Approximately 70% of Springfield’s precincts are in the Hampden Senate district. Voter registration shifts dramatically, especially in the run up to an election, however Springfield has had about 92,000 registered voters over the last few elections. If evenly distributed among Springfield’s 64 ward, that would put about 65,000 voters in the Hampden Senate District. West Springfield and Chicopee’s numbers (in the wards in the district) have been about as consistent at 16,600 and 11,000. At first blush that would give the city’s resident candidate an tremendous edge.
When factoring in turnout that puts approximately 5500 voters in Springfield and 4800 in Chicopee and West Springfield. That suggests an edge for Edwards still, however, by no means a commanding a one. He would need to win Springfield by a overwhelming margin to overcome an expected sharp loss in West Springfield and an unknown outcome in Chicopee. Should these projected turnouts hold up, Welch could lose Springfield to Edwards 60-40% and still win if he does better than 60% in West Springfield & Chicopee.
Edwards claims grassroots supporters to be on his side, but Welch has support from SEIU, the Massachusetts Teachers Association and the AFL-CIO, which can mobilize workers, including from within communities of color. Welch’s campaign has also gone on radio and TV and sent our mailers. Additionally, Orlando Ramos, an aide to Welch, ran for City Council in Ward 8. Although defeated by John Lysak both times, Ramos may, too, have a coalition that can pull votes for Welch that might otherwise go Edwards.
Returning to the complications of a Thursday primary, the impact favors Welch. Any voter on the street may be confused by voting on a Thursday, but the low-turnout precincts that Edwards will need to win will probably feel the impact disproportionately.
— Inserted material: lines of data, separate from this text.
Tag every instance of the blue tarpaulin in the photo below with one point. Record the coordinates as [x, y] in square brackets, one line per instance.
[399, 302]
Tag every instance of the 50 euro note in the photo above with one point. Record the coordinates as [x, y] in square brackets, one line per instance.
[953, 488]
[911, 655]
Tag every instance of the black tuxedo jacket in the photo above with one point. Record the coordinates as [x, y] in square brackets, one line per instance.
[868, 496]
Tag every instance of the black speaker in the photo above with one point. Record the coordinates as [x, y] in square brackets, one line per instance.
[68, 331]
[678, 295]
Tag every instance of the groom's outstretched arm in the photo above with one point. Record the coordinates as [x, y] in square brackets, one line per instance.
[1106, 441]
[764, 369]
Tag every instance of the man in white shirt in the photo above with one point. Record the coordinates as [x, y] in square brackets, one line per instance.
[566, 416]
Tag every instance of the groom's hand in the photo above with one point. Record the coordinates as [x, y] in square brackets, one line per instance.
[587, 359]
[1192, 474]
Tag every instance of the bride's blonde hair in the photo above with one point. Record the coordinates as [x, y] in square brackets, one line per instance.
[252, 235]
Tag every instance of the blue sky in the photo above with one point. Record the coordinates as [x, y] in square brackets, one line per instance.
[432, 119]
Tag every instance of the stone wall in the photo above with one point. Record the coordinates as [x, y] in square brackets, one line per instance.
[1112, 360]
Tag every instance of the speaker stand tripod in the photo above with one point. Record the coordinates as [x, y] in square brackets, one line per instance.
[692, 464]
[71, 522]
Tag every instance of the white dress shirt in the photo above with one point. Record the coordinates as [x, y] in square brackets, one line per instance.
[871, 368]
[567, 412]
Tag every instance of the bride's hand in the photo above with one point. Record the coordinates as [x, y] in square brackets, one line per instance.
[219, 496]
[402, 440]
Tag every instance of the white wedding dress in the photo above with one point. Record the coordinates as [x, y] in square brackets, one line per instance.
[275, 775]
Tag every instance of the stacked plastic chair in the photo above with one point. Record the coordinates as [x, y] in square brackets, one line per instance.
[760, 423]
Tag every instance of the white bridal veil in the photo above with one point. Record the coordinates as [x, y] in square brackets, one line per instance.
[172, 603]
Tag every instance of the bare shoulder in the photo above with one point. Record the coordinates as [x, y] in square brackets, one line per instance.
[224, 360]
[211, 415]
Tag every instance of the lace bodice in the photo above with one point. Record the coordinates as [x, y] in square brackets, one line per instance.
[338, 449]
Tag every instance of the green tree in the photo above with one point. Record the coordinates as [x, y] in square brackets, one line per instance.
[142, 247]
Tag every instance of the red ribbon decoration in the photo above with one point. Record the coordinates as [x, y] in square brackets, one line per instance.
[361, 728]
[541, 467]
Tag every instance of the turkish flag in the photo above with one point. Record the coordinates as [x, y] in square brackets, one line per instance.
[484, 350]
However, that could be counteracted by deliberate efforts by Richard Neal’s campaign to drum support in the congressman’s hometown and deliver a blowout victory in the primary for the 1st Congressional District.
Complicating matters further has been Edwards’s absence from the campaign trail while he recovered from surgery. Representatives of his campaign did not stop, and indeed represented Edwards at forums and other events. However, nothing replaces the candidate himself.
Nothing is determinative, however. If the Edwards campaign has organized as well as it claims to have, it may be able to overcome its tremendous fund raising disadvantage. At the same time, Welch has clearly grown in his time in the senate and reached further out into the city that is not his home. Based on the empirical data alone, the funds and the turnout regime, the odds favor Welch slightly. Of course, in a race with so many unknowns, anything can still happen.